Whether or not the ring lets you alleviate the need to dispose of bodily waste is something not covered by the rules.

But in all fairness- nothing about that particular activitiy is covered in the rules. Anywhere. At all.

I'd say it'd be fair for the DM to rule either way, given the general absense of rules about that particular activity in the ruleset at large.
(And no, i'm not advocating for potty rules. lol)

That being said I have a character idea..

Spoiler:
for an oracle with the Wasting disease who uses an item of Prestigitation 2/day and a ring of sustenance to never ever have to get out of his armor (and therefore be seen for the ugly pock marked beast that he really is). That would, of course, rely on the Ring allowing him to forego that particular activity. (and also relies on Presti being able to clean a person as well as objects.. which I think would work only because there is *no* rule in the game covering bathing and no spells that i can find that would do it.. and Presti specifically mentions being able to clean objects.)

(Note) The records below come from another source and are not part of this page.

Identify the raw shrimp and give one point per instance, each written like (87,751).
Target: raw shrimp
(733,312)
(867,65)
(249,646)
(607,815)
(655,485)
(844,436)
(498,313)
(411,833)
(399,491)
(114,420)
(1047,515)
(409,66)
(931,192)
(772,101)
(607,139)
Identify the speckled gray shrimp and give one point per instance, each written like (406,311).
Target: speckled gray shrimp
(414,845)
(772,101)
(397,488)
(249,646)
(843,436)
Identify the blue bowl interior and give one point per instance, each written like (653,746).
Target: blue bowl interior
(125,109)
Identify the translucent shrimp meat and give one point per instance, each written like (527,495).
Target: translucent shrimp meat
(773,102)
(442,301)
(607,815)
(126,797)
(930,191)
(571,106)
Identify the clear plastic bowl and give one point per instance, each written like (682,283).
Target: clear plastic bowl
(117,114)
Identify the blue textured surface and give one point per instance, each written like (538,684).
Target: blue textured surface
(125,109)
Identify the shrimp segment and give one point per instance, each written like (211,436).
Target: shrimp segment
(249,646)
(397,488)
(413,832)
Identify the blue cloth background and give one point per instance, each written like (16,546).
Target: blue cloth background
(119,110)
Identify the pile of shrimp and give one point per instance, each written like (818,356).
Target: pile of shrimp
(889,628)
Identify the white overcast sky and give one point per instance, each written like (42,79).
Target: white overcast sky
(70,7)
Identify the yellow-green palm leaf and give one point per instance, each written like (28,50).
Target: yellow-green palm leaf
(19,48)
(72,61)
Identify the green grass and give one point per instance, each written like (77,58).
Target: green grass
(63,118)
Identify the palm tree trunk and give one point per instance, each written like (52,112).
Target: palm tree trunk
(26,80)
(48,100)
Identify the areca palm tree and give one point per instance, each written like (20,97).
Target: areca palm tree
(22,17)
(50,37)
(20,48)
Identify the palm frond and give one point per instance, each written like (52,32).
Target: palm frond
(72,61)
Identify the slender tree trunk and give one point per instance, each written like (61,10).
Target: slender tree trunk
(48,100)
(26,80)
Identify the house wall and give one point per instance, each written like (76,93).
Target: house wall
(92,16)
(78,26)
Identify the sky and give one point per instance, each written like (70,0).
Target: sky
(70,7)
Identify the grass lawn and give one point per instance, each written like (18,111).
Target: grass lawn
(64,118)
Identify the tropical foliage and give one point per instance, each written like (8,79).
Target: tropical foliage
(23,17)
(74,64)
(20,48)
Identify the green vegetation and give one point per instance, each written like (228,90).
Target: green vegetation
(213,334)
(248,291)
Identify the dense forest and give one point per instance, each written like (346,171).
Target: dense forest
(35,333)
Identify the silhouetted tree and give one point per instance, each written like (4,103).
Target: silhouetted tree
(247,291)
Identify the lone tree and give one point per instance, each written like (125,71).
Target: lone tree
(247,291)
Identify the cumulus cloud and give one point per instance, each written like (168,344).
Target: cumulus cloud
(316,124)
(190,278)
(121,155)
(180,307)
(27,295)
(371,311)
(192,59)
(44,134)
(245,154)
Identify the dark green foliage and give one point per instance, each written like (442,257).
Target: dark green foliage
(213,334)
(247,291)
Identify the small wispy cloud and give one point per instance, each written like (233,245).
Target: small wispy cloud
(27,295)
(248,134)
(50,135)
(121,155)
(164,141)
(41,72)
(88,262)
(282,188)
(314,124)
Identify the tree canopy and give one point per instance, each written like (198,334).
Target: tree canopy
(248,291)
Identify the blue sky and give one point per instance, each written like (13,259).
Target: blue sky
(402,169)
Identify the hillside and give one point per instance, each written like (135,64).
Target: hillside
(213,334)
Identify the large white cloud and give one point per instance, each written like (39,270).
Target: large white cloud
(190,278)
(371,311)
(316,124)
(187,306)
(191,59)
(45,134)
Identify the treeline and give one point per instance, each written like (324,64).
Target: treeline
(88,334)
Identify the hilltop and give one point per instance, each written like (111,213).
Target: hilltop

As far as how much food you get though, it doesn't say you are starving or always hungry but just on the verge of starvation. It also doesn't say you are continaully craving sleep but can just barely creep by.

The thing takes up a valuable ring slot. If I still had to eat drink and sleep a full allotment when wearing it I'd just ditch it and not bother.

The ring does what it says it does. You are fed and well slept. The ring isn't all that terribly impressive anyway if you aren't a spell caster and further nerfing it just makes it worthless, IMO.